Rapid Peroxide Removal Limits the Radiosensitization of Diffuse Intrinsic Pontine Glioma (DIPG) Cells by Pharmacologic Ascorbate

Abstract

Diffuse intrinsic pontine gliomas (DIPG) are an aggressive type of pediatric brain tumor with a very high mortality rate. Surgery has a limited role given the tumor's location. Palliative radiation therapy alleviates symptoms and prolongs survival, but median survival remains less than 1 year. There is no clear role for chemotherapy in DIPGs as trials adding chemotherapy to palliative radiation therapy have failed to improve survival compared to radiation alone. Thus, there is a critical need to identify tissue-specific radiosensitizers to improve clinical outcomes for patients with DIPGs. Pharmacologic (high dose) ascorbate (P-AscH-) is a promising anticancer therapy that sensitizes human tumors, including adult high-grade gliomas, to radiation by acting selectively as a generator of hydrogen peroxide (H2O2) in cancer cells. In this study we demonstrate that in contrast to adult glioma models, P-AscH- does not radiosensitize DIPG. DIPG cells were sensitive to bolus of H2O2 but have faster H2O2 removal rates than GBM models which are radiosensitized by P-AscH-. These data support the hypothesis that P-AscH- does not enhance DIPG radiosensitivity, likely due to a robust capacity to detoxify and remove hydroperoxides.

FIG. 1.

DIPG cancer cell lines do not show sensitivity to ascorbate. Pre-plating clonogenic survival assays were performed with SU-DIPG50, SU-DIPG38, SU-DIPG36, SF10693, U251, U87, MDA-MB-231 and NHA cells treated with various concentrations of ascorbate (5–20 pmol cell⁻¹). Data are normalized to the untreated condition for each cell line. Error bars represent the mean ± SD of three experiments with three replicates (n = 3+; N = 9+). ns = not significant.

FIG. 2.

Ascorbate does not sensitize DIPG cells to radiation. Pre-plating clonogenic survival assays were performed with NHA, SU-DIPG36, SF10693, SU-DIPG50 and SU-DIPG38, U251, U87, and MDA-MB-231 cells treated with a single dose of radiation (1–6 Gy), with or without ascorbate (20 pmol cell⁻¹). Data are normalized to 0 Gy for both treated and untreated samples to start at 100%. Error bars represent the mean ± SD of three experiments with three replicates (n = 3; N = 9).

FIG. 3.

DIPG cancer cell lines are more sensitive to a bolus of exogenous H₂O₂ than normal astrocytes. Pre-plating clonogenic survival assays were performed with NHA, SU-DIPG50 and SU-DIPG38 cells treated with a bolus of H₂O₂ (7–70 μM). Data are normalized to the untreated condition for each cell line.
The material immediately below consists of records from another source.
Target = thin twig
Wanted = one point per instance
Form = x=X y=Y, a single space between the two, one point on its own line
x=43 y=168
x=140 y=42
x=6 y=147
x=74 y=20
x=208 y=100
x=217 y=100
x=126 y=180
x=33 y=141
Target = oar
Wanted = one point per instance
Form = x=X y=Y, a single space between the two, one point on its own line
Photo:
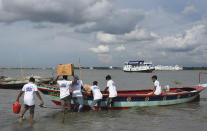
x=43 y=106
x=177 y=82
x=79 y=65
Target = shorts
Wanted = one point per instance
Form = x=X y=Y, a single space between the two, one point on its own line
x=66 y=101
x=31 y=108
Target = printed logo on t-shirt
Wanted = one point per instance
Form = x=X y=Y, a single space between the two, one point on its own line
x=95 y=87
x=113 y=84
x=63 y=85
x=28 y=89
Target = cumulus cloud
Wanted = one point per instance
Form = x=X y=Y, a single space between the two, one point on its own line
x=105 y=58
x=58 y=11
x=189 y=10
x=117 y=22
x=187 y=41
x=101 y=49
x=120 y=48
x=135 y=35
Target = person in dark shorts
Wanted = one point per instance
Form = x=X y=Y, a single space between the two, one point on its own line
x=29 y=101
x=97 y=96
x=65 y=97
x=112 y=91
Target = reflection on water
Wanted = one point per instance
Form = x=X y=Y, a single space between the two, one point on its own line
x=188 y=116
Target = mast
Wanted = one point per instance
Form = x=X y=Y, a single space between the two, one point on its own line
x=79 y=65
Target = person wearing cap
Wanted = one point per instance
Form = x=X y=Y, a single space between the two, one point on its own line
x=97 y=96
x=65 y=97
x=77 y=95
x=29 y=100
x=112 y=91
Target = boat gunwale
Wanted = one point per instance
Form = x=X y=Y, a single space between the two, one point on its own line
x=198 y=89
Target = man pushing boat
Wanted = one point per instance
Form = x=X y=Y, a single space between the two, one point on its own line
x=65 y=97
x=29 y=101
x=157 y=90
x=112 y=91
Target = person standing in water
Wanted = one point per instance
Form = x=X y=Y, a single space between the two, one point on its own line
x=112 y=91
x=77 y=95
x=29 y=100
x=65 y=97
x=97 y=96
x=157 y=90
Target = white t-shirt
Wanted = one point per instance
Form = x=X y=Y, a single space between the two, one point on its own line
x=76 y=89
x=64 y=88
x=158 y=90
x=112 y=89
x=29 y=90
x=97 y=95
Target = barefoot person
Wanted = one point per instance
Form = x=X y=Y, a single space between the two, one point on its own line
x=112 y=91
x=97 y=96
x=157 y=88
x=77 y=95
x=29 y=101
x=65 y=97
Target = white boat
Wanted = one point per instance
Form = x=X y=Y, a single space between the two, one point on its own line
x=170 y=68
x=138 y=66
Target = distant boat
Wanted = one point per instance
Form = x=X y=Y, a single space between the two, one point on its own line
x=133 y=98
x=170 y=68
x=138 y=66
x=11 y=83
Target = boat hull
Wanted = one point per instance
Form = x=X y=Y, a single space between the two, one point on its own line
x=140 y=71
x=132 y=98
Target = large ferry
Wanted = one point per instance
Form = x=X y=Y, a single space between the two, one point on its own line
x=138 y=66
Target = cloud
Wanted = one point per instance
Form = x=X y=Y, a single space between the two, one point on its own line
x=135 y=35
x=55 y=11
x=105 y=58
x=120 y=48
x=100 y=49
x=187 y=41
x=117 y=22
x=189 y=10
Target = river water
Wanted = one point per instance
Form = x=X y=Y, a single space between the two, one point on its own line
x=183 y=117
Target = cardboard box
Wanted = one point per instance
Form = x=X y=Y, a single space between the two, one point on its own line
x=65 y=69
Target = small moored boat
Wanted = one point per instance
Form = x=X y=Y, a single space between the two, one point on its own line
x=134 y=98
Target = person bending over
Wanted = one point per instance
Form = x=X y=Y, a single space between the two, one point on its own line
x=97 y=96
x=77 y=95
x=29 y=100
x=65 y=97
x=157 y=88
x=112 y=91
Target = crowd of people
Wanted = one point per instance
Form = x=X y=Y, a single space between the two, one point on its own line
x=76 y=85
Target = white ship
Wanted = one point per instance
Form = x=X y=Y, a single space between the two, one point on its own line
x=170 y=68
x=138 y=66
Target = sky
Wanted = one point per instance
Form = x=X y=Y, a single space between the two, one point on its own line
x=44 y=33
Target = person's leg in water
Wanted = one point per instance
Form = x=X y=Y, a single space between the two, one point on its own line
x=31 y=109
x=75 y=101
x=108 y=102
x=23 y=112
x=93 y=104
x=62 y=105
x=99 y=105
x=68 y=102
x=80 y=102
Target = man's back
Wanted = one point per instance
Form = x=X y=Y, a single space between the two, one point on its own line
x=29 y=90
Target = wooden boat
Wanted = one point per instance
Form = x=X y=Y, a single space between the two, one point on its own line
x=134 y=98
x=11 y=83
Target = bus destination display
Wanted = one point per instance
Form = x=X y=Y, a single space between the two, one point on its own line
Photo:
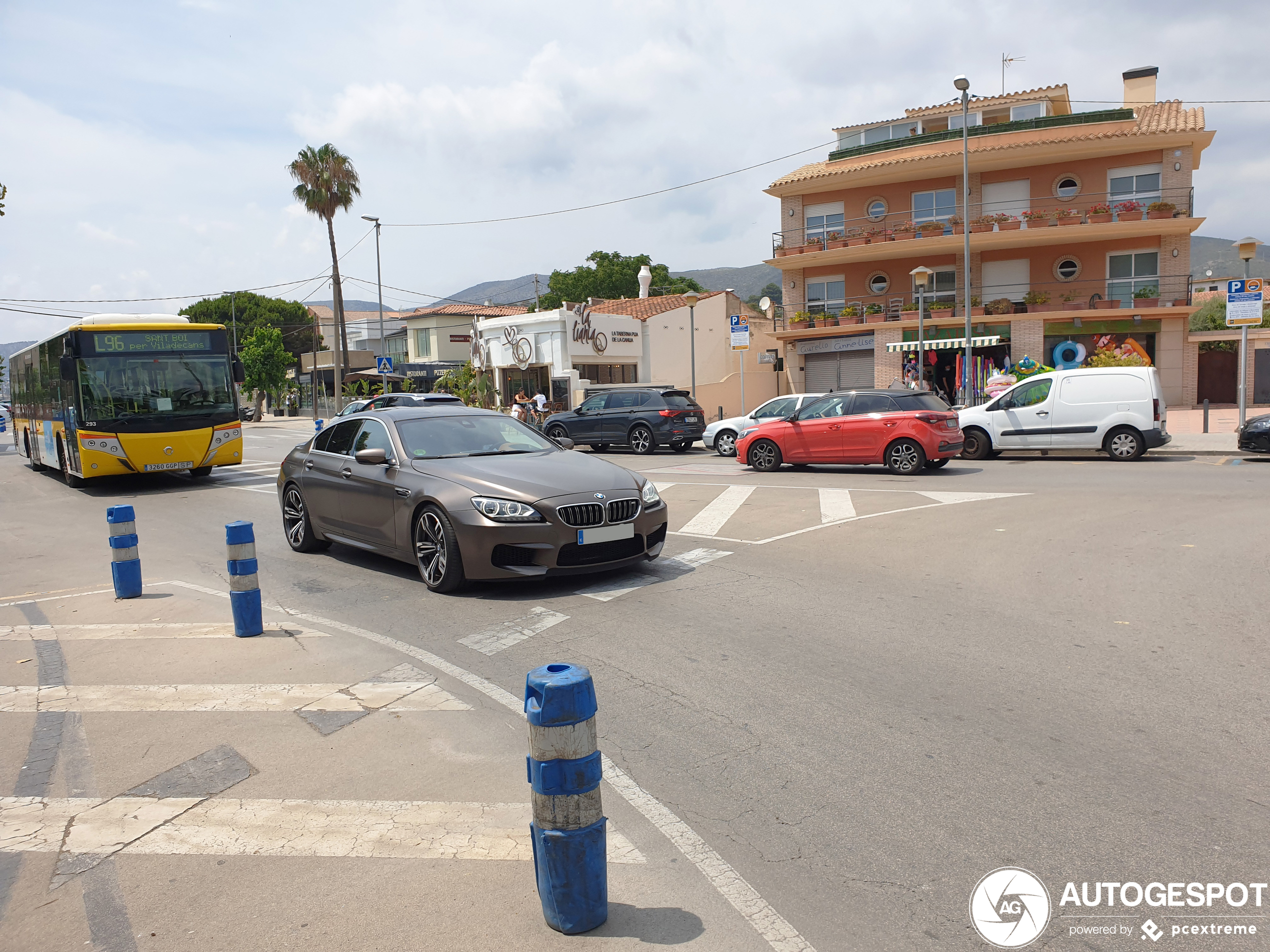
x=136 y=342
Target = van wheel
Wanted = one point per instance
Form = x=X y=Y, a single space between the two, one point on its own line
x=1124 y=443
x=977 y=445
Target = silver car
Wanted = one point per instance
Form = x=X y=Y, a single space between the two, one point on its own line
x=722 y=436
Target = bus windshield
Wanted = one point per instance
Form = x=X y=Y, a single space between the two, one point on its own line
x=180 y=385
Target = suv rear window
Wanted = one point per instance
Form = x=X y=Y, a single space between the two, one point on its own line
x=680 y=403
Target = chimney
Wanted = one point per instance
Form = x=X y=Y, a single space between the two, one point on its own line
x=1140 y=86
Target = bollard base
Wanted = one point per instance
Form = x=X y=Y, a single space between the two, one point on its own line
x=128 y=578
x=572 y=869
x=247 y=614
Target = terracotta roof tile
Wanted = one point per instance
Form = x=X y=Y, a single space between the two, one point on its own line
x=646 y=307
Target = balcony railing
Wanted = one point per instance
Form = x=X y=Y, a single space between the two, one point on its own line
x=1116 y=296
x=1086 y=207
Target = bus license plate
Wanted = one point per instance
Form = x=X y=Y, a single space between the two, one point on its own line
x=156 y=467
x=606 y=534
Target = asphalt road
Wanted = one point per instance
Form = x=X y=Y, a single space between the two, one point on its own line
x=862 y=718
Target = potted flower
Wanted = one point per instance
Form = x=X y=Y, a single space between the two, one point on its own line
x=1038 y=302
x=1146 y=297
x=1130 y=211
x=1099 y=213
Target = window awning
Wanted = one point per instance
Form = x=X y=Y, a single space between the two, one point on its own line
x=946 y=344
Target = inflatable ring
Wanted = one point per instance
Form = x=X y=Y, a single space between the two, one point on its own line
x=1068 y=356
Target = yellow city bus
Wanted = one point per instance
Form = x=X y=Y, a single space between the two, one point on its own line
x=118 y=394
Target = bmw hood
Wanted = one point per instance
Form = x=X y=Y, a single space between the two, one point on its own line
x=531 y=476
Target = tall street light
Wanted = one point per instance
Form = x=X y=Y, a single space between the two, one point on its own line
x=921 y=276
x=692 y=300
x=379 y=278
x=1248 y=252
x=963 y=86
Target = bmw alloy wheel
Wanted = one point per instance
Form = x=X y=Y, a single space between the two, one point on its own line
x=430 y=549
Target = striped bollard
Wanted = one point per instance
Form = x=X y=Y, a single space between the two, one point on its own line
x=244 y=584
x=125 y=561
x=568 y=829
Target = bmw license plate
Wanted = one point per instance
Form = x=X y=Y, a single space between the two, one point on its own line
x=606 y=534
x=156 y=467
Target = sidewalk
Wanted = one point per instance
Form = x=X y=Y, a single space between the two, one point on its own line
x=319 y=785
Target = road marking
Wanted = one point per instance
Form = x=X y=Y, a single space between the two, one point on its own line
x=504 y=635
x=718 y=511
x=385 y=829
x=100 y=633
x=730 y=884
x=836 y=504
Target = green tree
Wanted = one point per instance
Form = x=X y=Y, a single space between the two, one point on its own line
x=252 y=311
x=610 y=276
x=328 y=183
x=266 y=362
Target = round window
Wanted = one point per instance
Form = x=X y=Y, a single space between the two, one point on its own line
x=1067 y=268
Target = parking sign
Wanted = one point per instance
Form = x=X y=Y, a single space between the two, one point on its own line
x=1244 y=302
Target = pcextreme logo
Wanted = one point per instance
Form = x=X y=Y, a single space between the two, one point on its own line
x=1010 y=908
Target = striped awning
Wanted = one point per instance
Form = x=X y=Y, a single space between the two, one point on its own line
x=946 y=343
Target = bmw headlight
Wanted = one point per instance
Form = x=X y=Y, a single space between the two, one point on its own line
x=506 y=511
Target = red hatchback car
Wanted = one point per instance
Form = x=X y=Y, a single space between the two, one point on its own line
x=904 y=429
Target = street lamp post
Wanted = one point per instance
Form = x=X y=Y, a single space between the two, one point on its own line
x=1248 y=252
x=379 y=278
x=963 y=86
x=921 y=276
x=692 y=299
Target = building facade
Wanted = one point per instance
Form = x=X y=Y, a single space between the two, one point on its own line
x=1080 y=233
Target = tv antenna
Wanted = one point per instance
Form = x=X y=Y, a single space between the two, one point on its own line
x=1005 y=61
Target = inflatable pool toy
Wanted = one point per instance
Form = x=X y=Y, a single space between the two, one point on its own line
x=1068 y=356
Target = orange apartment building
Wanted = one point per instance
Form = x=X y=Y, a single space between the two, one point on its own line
x=1106 y=273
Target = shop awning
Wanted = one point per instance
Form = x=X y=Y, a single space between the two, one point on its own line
x=946 y=344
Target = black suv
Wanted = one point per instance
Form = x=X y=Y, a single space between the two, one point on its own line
x=640 y=419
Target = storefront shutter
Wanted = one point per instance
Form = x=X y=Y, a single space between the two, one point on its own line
x=822 y=374
x=856 y=370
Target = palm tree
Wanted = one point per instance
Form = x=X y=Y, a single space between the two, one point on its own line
x=328 y=183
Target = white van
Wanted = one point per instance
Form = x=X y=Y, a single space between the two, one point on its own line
x=1120 y=410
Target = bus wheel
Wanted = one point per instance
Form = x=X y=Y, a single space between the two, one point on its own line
x=72 y=479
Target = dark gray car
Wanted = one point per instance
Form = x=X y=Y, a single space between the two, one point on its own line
x=466 y=494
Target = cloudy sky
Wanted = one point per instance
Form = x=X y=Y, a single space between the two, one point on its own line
x=145 y=144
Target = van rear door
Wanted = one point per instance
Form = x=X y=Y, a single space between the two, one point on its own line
x=1090 y=404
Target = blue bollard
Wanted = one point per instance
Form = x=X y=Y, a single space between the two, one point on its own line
x=125 y=561
x=244 y=584
x=570 y=857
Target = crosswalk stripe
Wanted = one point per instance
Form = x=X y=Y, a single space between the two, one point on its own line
x=504 y=635
x=386 y=829
x=836 y=504
x=718 y=511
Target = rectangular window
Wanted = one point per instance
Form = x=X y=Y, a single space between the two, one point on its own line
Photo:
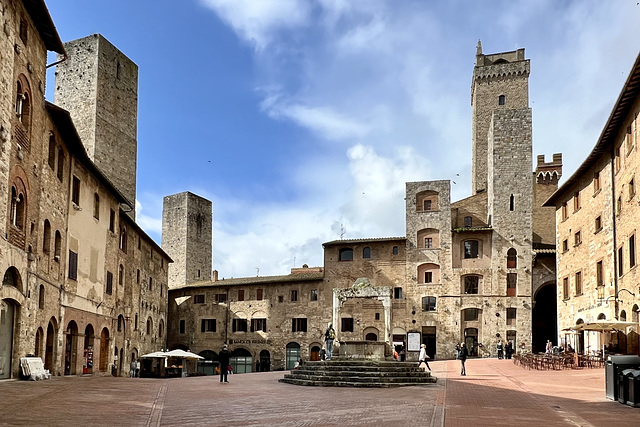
x=599 y=274
x=109 y=282
x=470 y=249
x=471 y=284
x=428 y=303
x=112 y=220
x=299 y=324
x=512 y=282
x=258 y=325
x=208 y=325
x=346 y=324
x=73 y=265
x=620 y=261
x=470 y=315
x=239 y=325
x=75 y=191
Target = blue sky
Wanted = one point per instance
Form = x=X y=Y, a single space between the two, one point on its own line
x=295 y=117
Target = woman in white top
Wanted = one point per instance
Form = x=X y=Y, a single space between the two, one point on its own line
x=422 y=358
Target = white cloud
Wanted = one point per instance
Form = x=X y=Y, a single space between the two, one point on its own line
x=259 y=21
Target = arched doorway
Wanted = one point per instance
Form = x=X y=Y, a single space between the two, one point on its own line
x=471 y=340
x=70 y=349
x=7 y=312
x=265 y=361
x=241 y=361
x=50 y=347
x=104 y=350
x=39 y=340
x=544 y=318
x=292 y=355
x=207 y=366
x=89 y=337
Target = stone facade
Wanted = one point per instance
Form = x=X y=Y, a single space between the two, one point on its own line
x=597 y=215
x=464 y=271
x=98 y=85
x=83 y=286
x=186 y=230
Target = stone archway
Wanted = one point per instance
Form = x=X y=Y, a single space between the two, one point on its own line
x=544 y=317
x=362 y=288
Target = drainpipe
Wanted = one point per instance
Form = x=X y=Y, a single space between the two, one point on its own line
x=615 y=242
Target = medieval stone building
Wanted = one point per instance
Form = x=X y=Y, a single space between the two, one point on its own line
x=84 y=287
x=597 y=216
x=478 y=270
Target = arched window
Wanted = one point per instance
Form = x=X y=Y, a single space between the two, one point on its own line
x=46 y=237
x=41 y=297
x=96 y=206
x=512 y=258
x=346 y=254
x=57 y=245
x=121 y=275
x=366 y=252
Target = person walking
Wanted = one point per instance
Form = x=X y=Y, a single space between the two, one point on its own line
x=422 y=357
x=462 y=357
x=329 y=336
x=224 y=357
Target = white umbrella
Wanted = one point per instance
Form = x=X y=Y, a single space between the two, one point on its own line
x=183 y=354
x=155 y=355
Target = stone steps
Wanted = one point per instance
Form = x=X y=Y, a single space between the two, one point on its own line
x=359 y=373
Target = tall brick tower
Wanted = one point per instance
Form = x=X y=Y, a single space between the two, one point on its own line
x=98 y=85
x=500 y=81
x=186 y=237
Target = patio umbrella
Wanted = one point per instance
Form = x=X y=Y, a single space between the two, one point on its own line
x=183 y=354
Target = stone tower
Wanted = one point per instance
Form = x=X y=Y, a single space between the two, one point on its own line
x=98 y=85
x=186 y=237
x=500 y=81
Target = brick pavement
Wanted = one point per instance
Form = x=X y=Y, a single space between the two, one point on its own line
x=495 y=392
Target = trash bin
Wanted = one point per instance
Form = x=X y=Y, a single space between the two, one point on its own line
x=613 y=367
x=633 y=392
x=623 y=385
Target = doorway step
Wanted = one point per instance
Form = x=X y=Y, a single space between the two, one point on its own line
x=359 y=373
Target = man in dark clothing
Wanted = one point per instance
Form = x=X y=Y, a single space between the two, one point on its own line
x=462 y=356
x=224 y=357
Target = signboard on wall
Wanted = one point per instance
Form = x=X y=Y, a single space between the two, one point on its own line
x=413 y=341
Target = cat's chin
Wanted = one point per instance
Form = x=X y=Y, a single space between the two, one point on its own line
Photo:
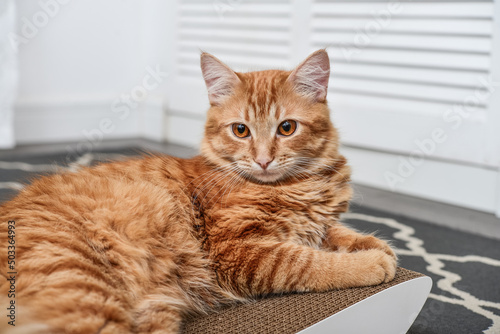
x=267 y=176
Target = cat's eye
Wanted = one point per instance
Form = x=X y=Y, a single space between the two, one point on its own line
x=241 y=130
x=287 y=128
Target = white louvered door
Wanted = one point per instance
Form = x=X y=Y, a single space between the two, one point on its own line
x=404 y=73
x=398 y=77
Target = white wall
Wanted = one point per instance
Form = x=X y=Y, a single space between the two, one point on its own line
x=77 y=59
x=8 y=73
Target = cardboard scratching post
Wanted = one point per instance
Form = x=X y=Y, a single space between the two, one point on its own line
x=387 y=308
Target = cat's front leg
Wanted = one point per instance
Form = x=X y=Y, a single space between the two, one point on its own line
x=252 y=268
x=342 y=238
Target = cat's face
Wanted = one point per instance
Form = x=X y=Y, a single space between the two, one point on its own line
x=269 y=125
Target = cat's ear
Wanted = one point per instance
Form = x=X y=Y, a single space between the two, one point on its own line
x=310 y=78
x=219 y=78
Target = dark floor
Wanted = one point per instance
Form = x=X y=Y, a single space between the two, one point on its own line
x=465 y=268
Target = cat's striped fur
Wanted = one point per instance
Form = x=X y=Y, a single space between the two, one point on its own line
x=133 y=246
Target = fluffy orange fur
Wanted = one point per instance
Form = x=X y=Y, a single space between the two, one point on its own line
x=134 y=246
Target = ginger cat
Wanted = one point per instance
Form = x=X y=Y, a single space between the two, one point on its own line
x=134 y=246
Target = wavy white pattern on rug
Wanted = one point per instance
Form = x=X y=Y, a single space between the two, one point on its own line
x=436 y=266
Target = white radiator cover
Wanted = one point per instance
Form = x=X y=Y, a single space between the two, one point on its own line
x=413 y=81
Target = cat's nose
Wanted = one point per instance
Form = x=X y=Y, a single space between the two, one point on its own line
x=264 y=162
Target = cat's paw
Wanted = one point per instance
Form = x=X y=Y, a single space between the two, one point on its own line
x=379 y=267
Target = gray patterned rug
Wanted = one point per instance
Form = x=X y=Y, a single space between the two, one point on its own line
x=465 y=268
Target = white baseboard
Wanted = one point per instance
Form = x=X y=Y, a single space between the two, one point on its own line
x=467 y=186
x=89 y=120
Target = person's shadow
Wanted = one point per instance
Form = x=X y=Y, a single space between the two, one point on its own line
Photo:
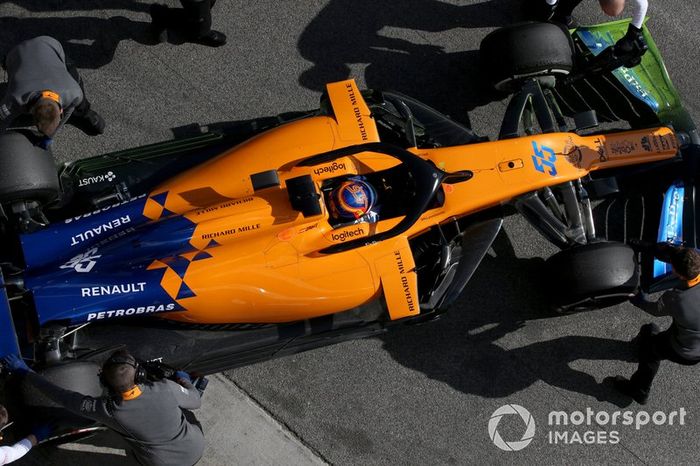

Error bars represent the mean ± SD of three experiments with three replicates (n = 3; N = 9). *P < 0.05 as analyzed by one-way ANOVA with Tukey’s Test for post hoc analysis.

FIG. 4.

Rate constant, k_cell, for removal of extracellular H₂O₂ by cells. H₂O₂ removal was monitored in NHA, SU-DIPG50, SU-DIPG38, U251 and U87 cells. Cells were treated with 20 μM H₂O₂ at different times before the addition of the stopping solution. Panel A: The removal of H₂O₂ using rate= −k_cell [H₂O₂] (number of cells L⁻¹). Panel B: A bar graph representation with statistical analysis of the mean peroxide removal rates for the cell lines tested. Error bars represent the mean ± SD (n = 5+). ns = not significant, *P < 0.05 as analyzed by One-Way ANOVA with Tukey’s Test for post hoc analysis.